I conjectured this because if $$\lambda_1<0$$ is negative eigenvalue of $$L$$ and $$\lambda_2<0$$ is a negative eigenvalue of $$A$$, then it's easy to see that $$\lambda_1+\lambda_2<0$$ is a negative eigenvalue of $$L+A$$. Thus, the number of possibilities of the quantities of the form $$\lambda_1+\lambda_2$$ is $${\rm n}(L) \cdot {\rm n}(A)$$ and hence $$L+A$$ has at least $${\rm n}(L) \cdot {\rm n}(A)$$ negative eigenvalues. This is in general true?

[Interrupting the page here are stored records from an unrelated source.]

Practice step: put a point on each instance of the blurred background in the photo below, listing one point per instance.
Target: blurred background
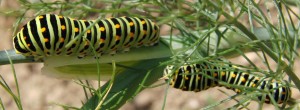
(41, 92)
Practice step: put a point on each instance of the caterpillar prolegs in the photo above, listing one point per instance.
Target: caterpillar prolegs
(48, 35)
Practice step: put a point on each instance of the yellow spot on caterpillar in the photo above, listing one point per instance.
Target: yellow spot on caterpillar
(86, 43)
(131, 24)
(61, 40)
(222, 73)
(186, 78)
(233, 75)
(118, 37)
(198, 77)
(102, 29)
(243, 79)
(131, 34)
(41, 17)
(143, 22)
(63, 27)
(43, 29)
(76, 29)
(215, 74)
(117, 26)
(101, 41)
(46, 40)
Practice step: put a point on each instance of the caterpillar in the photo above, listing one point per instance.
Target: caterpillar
(198, 77)
(49, 34)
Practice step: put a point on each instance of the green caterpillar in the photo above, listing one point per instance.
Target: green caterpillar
(48, 35)
(189, 77)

I tried to use the theory contained in the Section $$4.3$$, Chapter $${\rm V}$$, of $$[2]$$, but I wasn't successful.

References are welcome.

$$[1]$$ Bachman, G. and Narici, L. Functional Analysis. New York: Academic Press, $$1966$$.

$$[2]$$ Kato, T., Perturbation Theory for Linear Operators, $$2$$nd edition, Springer, Berlin, $$1984$$.

$$[3]$$ Brezis, H. Functional Analysis, Sobolev Spaces and Partial Differential Equations, Springer, New York, $$2011$$.

There is a key error here, namely the claim that if $$\lambda_1$$ and $$\lambda_2$$ are eigenvalues of $$A$$ and $$B$$, then $$\lambda_1+\lambda_2$$ is an eigenvalue of $$A+B$$.
In general, its possible for $$n(A),n(B)>0$$, while $$n(A+B)=0$$. For example, take $$A=\begin{bmatrix}10& 0\\ 0& -1 \end{bmatrix},\;\;\;B=\begin{bmatrix}-1& 0\\ 0& 10 \end{bmatrix}.$$ Then $$n(A)=n(B)=1$$ but $$n(A+B)=0$$.
• There exists some result that assure ${\rm n}(L+A) \leq {\rm n}(L)$? Since $L+A$ is a perturbation a self-adjoint operator by a bounded operator. Commented Sep 14, 2021 at 14:10
• @Guilherme I suspect the only case such a result is roughly when $A\ge 0$ or $L$ has no eigenvalues near zero and $\|A\|$ is small. I would look into Horn's Problem (now theorem) which gives a complete characterization of the possible eigenvalues of $L+A$ in finite dimensions.